Pisco, erguendo a cabeça, sem me lembrar do que ele pode estar falando.
- Que bilhete?
- Aquele que eu estava escrevendo para mim mesmo. – Ele responde sério. – Admitindo toda a culpa por tudo que acontecesse esta noite.
- Você não estava falando sério.
- Claro que estava.
- O que pretendia escrever? 'Querido, eu... Não culpe a desmiolada da Hiyono pelas bobagens que você fez essa noite.'?
- Algo do tipo.
-... – Começo a rir, e as palavras a seguir soam totalmente distorcidas até mesmo para mim. – Até a parte do 'Querido eu'?
- Talvez.
'Deuses, ele está realmente bêbado para cogitar essa hipótese imbecil.' Sento no chão, ainda rindo, e Ayumu se vê obrigado a continuar falando.
- Eu escreveria agora se você não estivesse rindo de mim. – A voz dele soa tanto como uma criança emburrada que eu rio ainda mais. – Talvez deva escrever um culpando-a!
- Não precisa de um bilhete para lembrá-lo de fazer isso. – Respiro fundo, finalmente conseguindo conter o riso. – É a sua reação natural, lembra?
- Tem razão.
- Vou pegar um pouco de gelo para sua perna.
- Certo. – Ele gira os olhos e percebo que essa foi uma coisa estúpida para dizer. – Só a nível de informação...
- Sim?
- Sua saia levantou quando você caiu rindo e dá pra ver sua calcinha.

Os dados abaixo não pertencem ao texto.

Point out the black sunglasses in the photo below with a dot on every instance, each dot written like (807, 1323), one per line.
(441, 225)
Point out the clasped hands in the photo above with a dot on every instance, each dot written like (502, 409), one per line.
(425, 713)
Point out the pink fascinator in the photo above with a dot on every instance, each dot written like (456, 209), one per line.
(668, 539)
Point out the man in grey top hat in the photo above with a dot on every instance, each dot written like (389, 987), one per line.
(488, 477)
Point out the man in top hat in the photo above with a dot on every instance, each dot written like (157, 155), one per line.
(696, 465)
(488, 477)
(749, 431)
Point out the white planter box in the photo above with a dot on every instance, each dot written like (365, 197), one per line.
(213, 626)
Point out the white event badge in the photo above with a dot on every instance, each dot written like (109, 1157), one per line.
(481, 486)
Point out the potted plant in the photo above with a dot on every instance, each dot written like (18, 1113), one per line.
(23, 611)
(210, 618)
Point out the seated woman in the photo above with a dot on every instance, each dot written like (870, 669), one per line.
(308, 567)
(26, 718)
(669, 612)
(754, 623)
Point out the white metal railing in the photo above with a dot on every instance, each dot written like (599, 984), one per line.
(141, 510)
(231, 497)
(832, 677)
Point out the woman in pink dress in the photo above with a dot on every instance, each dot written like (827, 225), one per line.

Arregalo os olhos e baixo a cabeça, puxando o tecido para o lugar o mais depressa possível enquanto levanto de um pulo.
- Você podia ter avisado antes!
- Por que ainda usa calcinhas de ursinhos?
Agarro a almofada mais próxima e acerto sua cabeça algumas vezes antes de correr para a cozinha. Meu rosto está queimando de vergonha e eu sinto esse desejo homicida de espancá-lo até a morte. Respiro fundo algumas vezes, tentando me acalmar.

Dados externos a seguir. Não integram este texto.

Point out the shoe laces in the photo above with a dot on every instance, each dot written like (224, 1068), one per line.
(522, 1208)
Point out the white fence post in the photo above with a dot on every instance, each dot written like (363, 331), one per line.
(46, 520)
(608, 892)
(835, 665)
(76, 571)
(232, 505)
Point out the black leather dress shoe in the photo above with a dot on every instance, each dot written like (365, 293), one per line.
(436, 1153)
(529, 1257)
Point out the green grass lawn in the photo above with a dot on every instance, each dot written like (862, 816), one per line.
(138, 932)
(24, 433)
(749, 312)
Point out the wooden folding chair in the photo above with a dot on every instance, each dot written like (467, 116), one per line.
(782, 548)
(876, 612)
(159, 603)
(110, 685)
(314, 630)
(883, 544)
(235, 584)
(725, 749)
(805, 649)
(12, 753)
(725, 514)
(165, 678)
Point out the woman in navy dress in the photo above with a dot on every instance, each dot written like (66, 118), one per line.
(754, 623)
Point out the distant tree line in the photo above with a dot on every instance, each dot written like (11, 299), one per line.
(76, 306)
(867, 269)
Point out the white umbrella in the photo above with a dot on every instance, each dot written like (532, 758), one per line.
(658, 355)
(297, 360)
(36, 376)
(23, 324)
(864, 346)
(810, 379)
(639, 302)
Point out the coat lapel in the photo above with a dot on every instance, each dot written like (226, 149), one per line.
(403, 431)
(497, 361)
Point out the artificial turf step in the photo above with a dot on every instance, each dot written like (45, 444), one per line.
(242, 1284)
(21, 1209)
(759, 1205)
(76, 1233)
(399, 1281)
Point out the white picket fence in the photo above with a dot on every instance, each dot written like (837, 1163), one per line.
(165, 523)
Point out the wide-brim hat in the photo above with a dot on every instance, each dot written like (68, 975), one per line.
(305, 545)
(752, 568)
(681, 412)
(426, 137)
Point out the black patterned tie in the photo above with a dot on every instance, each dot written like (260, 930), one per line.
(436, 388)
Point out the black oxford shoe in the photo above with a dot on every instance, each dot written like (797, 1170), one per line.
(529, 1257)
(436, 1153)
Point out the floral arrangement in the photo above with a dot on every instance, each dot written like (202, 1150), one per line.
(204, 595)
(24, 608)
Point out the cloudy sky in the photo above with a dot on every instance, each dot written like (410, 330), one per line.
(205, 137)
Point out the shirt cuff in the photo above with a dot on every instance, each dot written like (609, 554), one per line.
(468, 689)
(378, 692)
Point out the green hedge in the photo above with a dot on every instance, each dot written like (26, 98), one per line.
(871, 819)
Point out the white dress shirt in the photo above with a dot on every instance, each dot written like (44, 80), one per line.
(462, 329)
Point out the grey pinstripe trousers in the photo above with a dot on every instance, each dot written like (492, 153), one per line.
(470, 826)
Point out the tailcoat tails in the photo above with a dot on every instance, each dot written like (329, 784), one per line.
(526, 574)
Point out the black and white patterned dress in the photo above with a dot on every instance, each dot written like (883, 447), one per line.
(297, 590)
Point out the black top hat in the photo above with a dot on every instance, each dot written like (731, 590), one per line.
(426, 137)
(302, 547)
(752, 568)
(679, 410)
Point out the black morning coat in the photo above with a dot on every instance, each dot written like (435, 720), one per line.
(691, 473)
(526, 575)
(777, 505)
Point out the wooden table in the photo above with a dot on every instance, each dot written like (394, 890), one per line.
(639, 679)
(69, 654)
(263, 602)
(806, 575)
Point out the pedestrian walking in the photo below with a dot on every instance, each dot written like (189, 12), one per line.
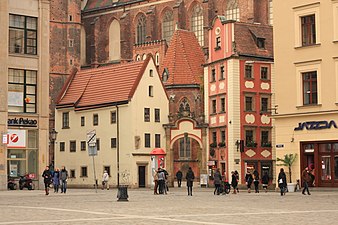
(234, 182)
(265, 181)
(47, 177)
(179, 176)
(306, 180)
(282, 182)
(248, 180)
(256, 180)
(63, 179)
(190, 176)
(156, 182)
(105, 179)
(217, 181)
(56, 180)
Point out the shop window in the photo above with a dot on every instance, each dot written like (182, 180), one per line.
(185, 147)
(83, 145)
(113, 142)
(22, 34)
(22, 91)
(62, 146)
(65, 120)
(72, 146)
(147, 140)
(146, 114)
(310, 94)
(157, 115)
(157, 140)
(84, 172)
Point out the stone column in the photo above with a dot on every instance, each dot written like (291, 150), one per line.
(4, 16)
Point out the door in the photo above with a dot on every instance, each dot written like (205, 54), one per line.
(141, 176)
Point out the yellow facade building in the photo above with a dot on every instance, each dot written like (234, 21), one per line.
(306, 86)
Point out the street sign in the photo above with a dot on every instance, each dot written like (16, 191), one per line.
(91, 138)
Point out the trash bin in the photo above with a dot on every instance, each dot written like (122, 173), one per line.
(122, 193)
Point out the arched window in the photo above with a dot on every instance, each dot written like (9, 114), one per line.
(83, 59)
(197, 23)
(167, 26)
(141, 30)
(114, 41)
(232, 12)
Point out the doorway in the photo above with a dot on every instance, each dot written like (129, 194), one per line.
(142, 176)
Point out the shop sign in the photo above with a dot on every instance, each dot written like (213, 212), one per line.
(16, 139)
(316, 125)
(22, 122)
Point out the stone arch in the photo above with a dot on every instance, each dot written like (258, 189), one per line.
(114, 41)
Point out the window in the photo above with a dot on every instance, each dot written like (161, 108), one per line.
(98, 144)
(95, 119)
(22, 34)
(264, 73)
(84, 171)
(310, 94)
(248, 103)
(167, 26)
(113, 142)
(264, 104)
(222, 105)
(82, 121)
(146, 114)
(147, 140)
(248, 71)
(113, 117)
(62, 146)
(213, 106)
(141, 30)
(151, 91)
(221, 73)
(157, 115)
(157, 140)
(197, 23)
(72, 146)
(83, 145)
(65, 120)
(71, 173)
(22, 91)
(185, 147)
(232, 11)
(308, 25)
(213, 75)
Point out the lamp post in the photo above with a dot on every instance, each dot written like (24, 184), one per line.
(52, 137)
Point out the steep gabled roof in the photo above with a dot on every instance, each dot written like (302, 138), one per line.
(246, 36)
(184, 59)
(103, 86)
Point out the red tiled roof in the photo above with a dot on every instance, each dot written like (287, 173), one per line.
(102, 86)
(184, 59)
(245, 34)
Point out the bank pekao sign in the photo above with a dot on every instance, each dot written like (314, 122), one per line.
(316, 125)
(22, 122)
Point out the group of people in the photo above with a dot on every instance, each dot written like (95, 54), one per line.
(58, 178)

'O que há de errado comigo?' Apoio os braços sobre a bancada e escondo o rosto neles. 'Por que não posso fazer nada certo? Era para ser simples. Apenas vigiá-lo por alguns minutos e depois mandá-lo para a própria casa... Por que? Por que? Por que nada dá certo?'
- Hiyono? – Ouço a voz dele do outro lado da porta da cozinha.

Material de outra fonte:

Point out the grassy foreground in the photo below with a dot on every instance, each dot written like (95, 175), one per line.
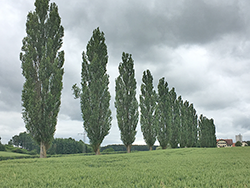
(189, 167)
(10, 154)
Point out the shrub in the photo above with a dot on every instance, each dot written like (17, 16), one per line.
(238, 143)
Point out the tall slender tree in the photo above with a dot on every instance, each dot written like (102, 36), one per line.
(174, 119)
(94, 94)
(148, 107)
(125, 101)
(42, 65)
(163, 114)
(207, 136)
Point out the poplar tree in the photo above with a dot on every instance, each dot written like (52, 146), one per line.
(207, 136)
(42, 66)
(163, 114)
(148, 107)
(94, 94)
(125, 101)
(174, 140)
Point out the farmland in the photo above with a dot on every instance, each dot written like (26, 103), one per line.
(187, 167)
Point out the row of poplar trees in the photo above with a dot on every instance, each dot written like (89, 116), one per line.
(163, 116)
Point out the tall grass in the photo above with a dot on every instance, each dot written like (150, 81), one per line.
(187, 167)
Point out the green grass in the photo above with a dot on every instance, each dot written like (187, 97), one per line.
(10, 154)
(187, 167)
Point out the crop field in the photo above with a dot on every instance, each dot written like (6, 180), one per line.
(187, 167)
(10, 154)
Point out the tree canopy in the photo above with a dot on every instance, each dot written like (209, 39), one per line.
(94, 94)
(148, 104)
(42, 65)
(125, 101)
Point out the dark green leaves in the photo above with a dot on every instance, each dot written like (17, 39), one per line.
(125, 100)
(42, 68)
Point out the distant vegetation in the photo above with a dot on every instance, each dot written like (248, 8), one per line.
(184, 167)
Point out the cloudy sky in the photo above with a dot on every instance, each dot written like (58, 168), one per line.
(201, 47)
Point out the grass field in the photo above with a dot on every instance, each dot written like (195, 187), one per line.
(187, 167)
(10, 154)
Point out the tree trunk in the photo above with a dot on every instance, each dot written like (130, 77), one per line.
(97, 152)
(129, 148)
(43, 150)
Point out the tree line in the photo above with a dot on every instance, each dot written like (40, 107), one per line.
(163, 116)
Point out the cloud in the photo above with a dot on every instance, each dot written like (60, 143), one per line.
(200, 47)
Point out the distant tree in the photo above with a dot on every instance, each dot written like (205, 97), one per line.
(25, 141)
(248, 143)
(125, 101)
(42, 68)
(148, 104)
(163, 114)
(238, 143)
(2, 147)
(67, 146)
(174, 115)
(108, 150)
(94, 94)
(191, 126)
(207, 136)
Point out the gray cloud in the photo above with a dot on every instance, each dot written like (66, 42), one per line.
(200, 47)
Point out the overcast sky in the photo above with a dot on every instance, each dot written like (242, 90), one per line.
(201, 47)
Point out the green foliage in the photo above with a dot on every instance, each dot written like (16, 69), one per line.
(108, 150)
(68, 146)
(238, 143)
(42, 68)
(25, 141)
(94, 95)
(163, 114)
(125, 100)
(184, 167)
(207, 136)
(248, 143)
(148, 100)
(2, 147)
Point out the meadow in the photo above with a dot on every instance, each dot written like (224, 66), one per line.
(187, 167)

- Volte para o sofá! – Endireito o corpo e caminho até a geladeira. – Eu já vou levar o gelo para você.
Ouço a porta se abrir e viro com a forma de gelo nas mãos para encará-lo. Fecho a porta do freezer, mas não consigo me mover.
- Desculpe.
Aperto a forma com mais força, sem conseguir entender o que está acontecendo. Por que ele está se desculpando agora? Por que nada faz sentido essa noite? Estou realmente inclinada a acreditar que desmaiei quando bati a testa na mesa.
- Por quê?
- Porque estou pedindo, ora!
Estreito os olhos quase sem perceber o que estou fazendo e antes que eu possa controlar a irritação pelo que acabo de ouvir, a forma de gelo voa da minha mão e atinge a parede ao lado da cabeça de Ayumu. Sinto minhas mãos doerem, frias, pela primeira vez e finalmente percebo que fiquei segurando a forma de gelo por tempo demais.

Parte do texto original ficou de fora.